Sisyphus <[EMAIL PROTECTED]> writes:
>
>I now find that, on the Linux box, if I write func_1() as:
>
>void func_1() {
>      PerlIO_printf(PerlIO_stdout(),"SOMETHING");
>      }

As I said 

       PerlIO_stdoutf("SOMETHING"); 

does that...

>
>then there's no need to do a PerlIO_flush(PerlIO_stdout()). It's already 
>flushed for me.

This probably depends where STDOUT is going. 
PerlIO does line buffering when STDOUT is a TTY.
(Console is considered a TTY on Win32.)

>
>It's only when I write func_1() as:
>
>void func_1() {
>      printf("SOMETHING");
>      }
>
>that I find there's a need to fflush(stdout).
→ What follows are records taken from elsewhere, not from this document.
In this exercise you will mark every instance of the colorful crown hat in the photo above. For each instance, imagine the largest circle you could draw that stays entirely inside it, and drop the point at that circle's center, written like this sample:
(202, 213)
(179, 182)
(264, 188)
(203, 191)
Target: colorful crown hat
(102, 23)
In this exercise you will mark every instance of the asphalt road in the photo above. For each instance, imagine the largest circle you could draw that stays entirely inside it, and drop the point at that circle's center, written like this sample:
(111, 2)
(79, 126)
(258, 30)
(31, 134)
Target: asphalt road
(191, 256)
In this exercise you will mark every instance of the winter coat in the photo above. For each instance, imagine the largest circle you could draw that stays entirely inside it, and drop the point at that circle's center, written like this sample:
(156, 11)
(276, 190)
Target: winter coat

Seems that, Win32's C runtime doesn't do UNIX-like "linebuffering" 
(see below), or in PerlIO case your XS and perl just happily share one
buffer.

>
>Probably time for me to take a look at that C library function and how 
>I've wrapped it.
>
>
> > (e.g., you're wrapping a C
>> library), then you need to set the stdio stdout stream to be unbuffered, 
>> or at the very least, line buffered.  do this before getting into your C 
>> code, preferably.
>> 
>>   man setbuffer
>>   man setlinebuf  # probably on the same manpage
>> 
>>   /* set stdout unbuffered (is a performance hit!) */
>>   setbuffer (stdout, NULL, 0);
>> 
>
>I wonder .... does that have any advantage over doing a fflush(stdout) ?

probably not.

>
>>   /* tell stdout to fflush() after every '\n' */
>>   setlinebuf (stdout);
>
>Seems to me that stdout already gets a fflush() after every '\n' - so a 
>setlinebuf(stdout) should not be necessary.
>

setlinebuf() is more subtle than that (or is supposed to be).
Yes it flushes on \n (but does not have to do a write() per \n if
more than one \n occurs in a print), but ALSO flushes line bufffered
streams when you read() from a TTY (think shell prompts which don't end with
\n but get flushed when shell reads from stdin).